I trust mine and I rely on it often, with people I’ve known forever and those I’ve just met.
Recently my job has taken me out into the public a lot more; I love that. It can be daunting at times: I never know what I’ll get but that’s the part I enjoy the most ~ I’m prepared for anything and often experience just that.
Yesterday was one of those days.
It was a meeting I had second thoughts about attending. There was a small part of me that thought “ahh .. it’s the same old message and the same old people and you have many other things to tend to.” But something told me to go anyways. And so I did.
Driving through the countryside, past houses, farms and fields, I felt myself relax. Looking across the crusty wind-shaped snow, I counted the pivots. The pivots took me back to where I grew up, where massive pivot systems run in circles and water is piped up from rivers and reservoirs across the dusty prairie.
When I arrived at the meeting place, one of the first people I saw was The Grizzly Bear.
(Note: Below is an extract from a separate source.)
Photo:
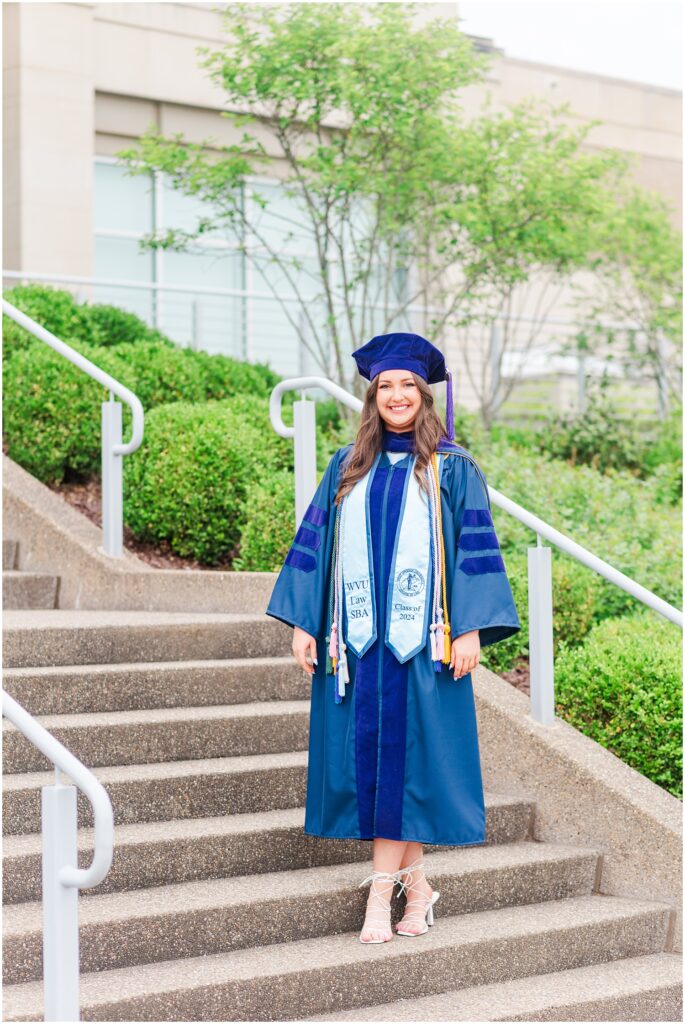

I’ve written about men like him before, and I run across many on a regular basis: they’re often older than me, experienced, opinionated. Many like to hear themselves talk and be the voice of authority. Others are gracious and welcoming. Some – not so much – that’s fine, there’s room for all of us.
Instead of taking my seat I took a chance and approached the Grizzly. Quietly I asked him about the pivots. His look told me what I knew he’d assumed all along: that I was just some city girl out in the country where she doesn’t belong. I explained that I grew up on a farm and we had pivots, too. Then I inquired as to their water source because I hadn’t seen any large bodies of water around. These simple questions opened a floodgate of information my way and before the meeting began, the unthinkable happened: he smiled at me.
The meeting started and questions from the crowd soon followed. I answered and took notes and did my best to manage the information flow. His posturing was still there and maybe it always will be. But, for once, it was no longer directed at me.
“Instinct is the nose of the mind.” -Delphine de Girardin
Have you ever felt a “nudge” about someone or something? Do you listen to it?